Professeur à l’Université de Columbia, Prix Nobel d’économie et ancien vice-président (démissionnaire) de la Banque Mondiale, Joseph E. Stiglitz est une des sommités de la science économique mondiale. Dans le match entre les monétaristes partisans du libéralisme pur et dur de Milton Friedmann (récemment décédé) et les post-keynésiens, partisans d’un retour des régulations publiques, Joseph E. Stiglitz se situe clairement dans le camp des seconds. Pourtant il n'emprunte que peu aux dogmes établis et montre en quelques chapitres bien étayés qu'il est temps de changer de paradigme sous peine de voir l'économie mondiale s'effondrer. Une vision particulièrement instructive pour les stratéges et les consultants de plus en plus sollicités sur les risques et les dérives de la globalisation.


Un plaidoyer pour le retour de l’Etat
Prenant sur ce point le contre-pied de la thèse de la «mondialisation heureuse» chère à Alain Minc, Joseph E. Stiglitz montre que les forces des marchés financiers livrées à elles-mêmes tendent à imposer une logique de développement à la fois impressionnante mais fortement inégalitaire. La mondialisation multiplie le nombre des perdants au nord mais aussi au sud. Il en résulte une somme impressionnante de frustrations et de mécontentements qui se focalisent contre l’occident, et son chef de file, les Etats-Unis. Joseph E. Stiglitz s’en inquiète et plaide pour une réhabilitation du rôle de l’Etat. Mais s’il critique ceux (les monétaristes) qu’il appelle les « fanatiques du marché », il ne s’en démarque pas moins des «alter mondialistes» et de tous ceux qui rêvent d’un retour au protectionnisme et au nationalisme économique. Il plaide pour une intervention sélective de l’Etat afin de stimuler la formation des hommes, la protection sociale et la taxation des hauts revenus. Selon lui, les gagnants de la mondialisation doivent accepter une certaine forme de redistribution de leurs revenus au profit des perdants. Cependant, lucide, l’économiste américain reconnaît que ce n’est pas ce qui se passe actuellement.

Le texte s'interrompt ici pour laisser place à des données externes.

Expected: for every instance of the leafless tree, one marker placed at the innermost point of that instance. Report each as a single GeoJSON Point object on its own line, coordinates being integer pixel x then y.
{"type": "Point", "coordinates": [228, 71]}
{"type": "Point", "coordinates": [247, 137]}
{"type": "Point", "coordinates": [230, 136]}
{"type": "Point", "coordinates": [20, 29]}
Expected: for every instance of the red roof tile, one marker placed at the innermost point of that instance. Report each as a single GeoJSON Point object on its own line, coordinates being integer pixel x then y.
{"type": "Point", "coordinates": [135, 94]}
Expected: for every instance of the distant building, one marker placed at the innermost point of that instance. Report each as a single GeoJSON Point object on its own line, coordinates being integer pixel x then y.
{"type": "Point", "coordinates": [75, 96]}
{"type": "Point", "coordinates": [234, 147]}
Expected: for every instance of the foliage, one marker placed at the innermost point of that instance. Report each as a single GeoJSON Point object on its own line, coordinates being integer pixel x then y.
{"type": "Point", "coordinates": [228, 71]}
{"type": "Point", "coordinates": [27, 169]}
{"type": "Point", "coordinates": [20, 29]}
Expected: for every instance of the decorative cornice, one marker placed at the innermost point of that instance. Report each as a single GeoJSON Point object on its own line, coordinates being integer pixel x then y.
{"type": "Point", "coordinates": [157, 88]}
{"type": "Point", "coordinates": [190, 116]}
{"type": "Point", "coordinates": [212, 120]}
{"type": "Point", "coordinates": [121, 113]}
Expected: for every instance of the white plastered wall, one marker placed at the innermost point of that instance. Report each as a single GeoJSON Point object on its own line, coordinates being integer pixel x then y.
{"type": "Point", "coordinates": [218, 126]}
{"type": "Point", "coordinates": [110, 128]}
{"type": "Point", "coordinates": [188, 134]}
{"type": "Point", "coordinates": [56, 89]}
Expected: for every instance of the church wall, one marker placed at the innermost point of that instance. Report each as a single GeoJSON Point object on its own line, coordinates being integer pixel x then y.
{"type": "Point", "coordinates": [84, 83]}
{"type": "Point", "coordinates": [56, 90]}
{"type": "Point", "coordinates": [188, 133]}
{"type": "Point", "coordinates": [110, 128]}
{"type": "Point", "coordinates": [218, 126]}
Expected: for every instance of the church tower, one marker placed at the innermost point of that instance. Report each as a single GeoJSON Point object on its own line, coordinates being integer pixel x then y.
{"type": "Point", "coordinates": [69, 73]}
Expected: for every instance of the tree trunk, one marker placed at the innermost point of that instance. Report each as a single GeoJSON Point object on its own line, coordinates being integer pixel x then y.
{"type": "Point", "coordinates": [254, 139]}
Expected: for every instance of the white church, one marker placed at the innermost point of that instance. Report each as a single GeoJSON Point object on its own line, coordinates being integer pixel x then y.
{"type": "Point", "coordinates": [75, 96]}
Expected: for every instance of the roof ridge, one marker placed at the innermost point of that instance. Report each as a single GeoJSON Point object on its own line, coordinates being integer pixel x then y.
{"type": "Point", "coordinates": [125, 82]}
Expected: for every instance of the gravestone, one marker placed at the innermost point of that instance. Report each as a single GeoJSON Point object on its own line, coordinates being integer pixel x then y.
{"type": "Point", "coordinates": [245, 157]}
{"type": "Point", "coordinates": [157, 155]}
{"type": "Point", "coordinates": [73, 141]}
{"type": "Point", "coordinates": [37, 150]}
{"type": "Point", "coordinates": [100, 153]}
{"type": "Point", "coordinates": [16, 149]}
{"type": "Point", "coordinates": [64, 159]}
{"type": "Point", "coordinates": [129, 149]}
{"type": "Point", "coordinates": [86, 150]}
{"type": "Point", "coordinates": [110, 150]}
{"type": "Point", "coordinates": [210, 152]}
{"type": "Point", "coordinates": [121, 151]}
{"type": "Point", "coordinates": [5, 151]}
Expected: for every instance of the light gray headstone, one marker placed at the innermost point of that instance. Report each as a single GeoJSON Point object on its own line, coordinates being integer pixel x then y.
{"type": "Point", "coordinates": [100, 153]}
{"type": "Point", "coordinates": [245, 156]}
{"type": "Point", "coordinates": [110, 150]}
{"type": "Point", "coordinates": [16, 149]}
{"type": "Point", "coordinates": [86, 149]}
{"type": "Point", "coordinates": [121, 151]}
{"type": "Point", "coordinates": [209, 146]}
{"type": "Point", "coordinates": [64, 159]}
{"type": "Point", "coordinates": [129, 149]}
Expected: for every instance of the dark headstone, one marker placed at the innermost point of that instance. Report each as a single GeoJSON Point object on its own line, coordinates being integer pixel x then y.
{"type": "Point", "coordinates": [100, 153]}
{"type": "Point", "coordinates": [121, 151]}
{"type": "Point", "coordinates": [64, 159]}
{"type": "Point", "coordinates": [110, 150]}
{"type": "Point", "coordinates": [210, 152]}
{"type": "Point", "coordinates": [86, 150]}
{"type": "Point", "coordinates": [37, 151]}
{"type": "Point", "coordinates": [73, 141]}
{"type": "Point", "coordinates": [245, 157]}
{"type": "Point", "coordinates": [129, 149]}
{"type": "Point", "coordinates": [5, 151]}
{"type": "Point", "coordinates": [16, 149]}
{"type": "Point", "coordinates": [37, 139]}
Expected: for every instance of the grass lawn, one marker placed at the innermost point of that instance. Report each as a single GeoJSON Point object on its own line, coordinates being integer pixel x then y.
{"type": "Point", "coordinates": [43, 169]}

Doublé d’une défense et d'une illustration du multilatéralisme
L’Administration Bush selon Stiglitz n’a pas seulement malmené le multilatéralisme dans le domaine politique et diplomatique – elle en paye lourdement les conséquences en Irak – mais aussi et surtout dans le domaine économique et commercial. L’Administration républicaine a préféré à chaque fois des accords bilatéraux aux négociations multilatérales, certes devenues plus difficiles pour les occidentaux face aux nouvelles coalitions constituées par les pays émergents (Chine, Inde, Brésil, Russie, Afrique du Sud…).

Or, selon Stiglitz, le bi-latéralisme risque d’avantager les forts aux dépens des faibles, mais aussi, de favoriser le retour du protectionnisme et des guerres commerciales. Il suffit de voir la détérioration des relations commerciales entre la Pologne et la Russie, entre la Géorgie et la Russie pour entrevoir ce qui pourrait se passer demain sur une échelle plus large.

L’auteur défend également le principe de la responsabilité sociale de l’entreprise et la gestion publique mondiale des ressources naturelles. Lucide et généreux, l’ouvrage de Stiglitz laisse entrevoir en même temps les difficultés d’une gouvernance mondiale équilibrée.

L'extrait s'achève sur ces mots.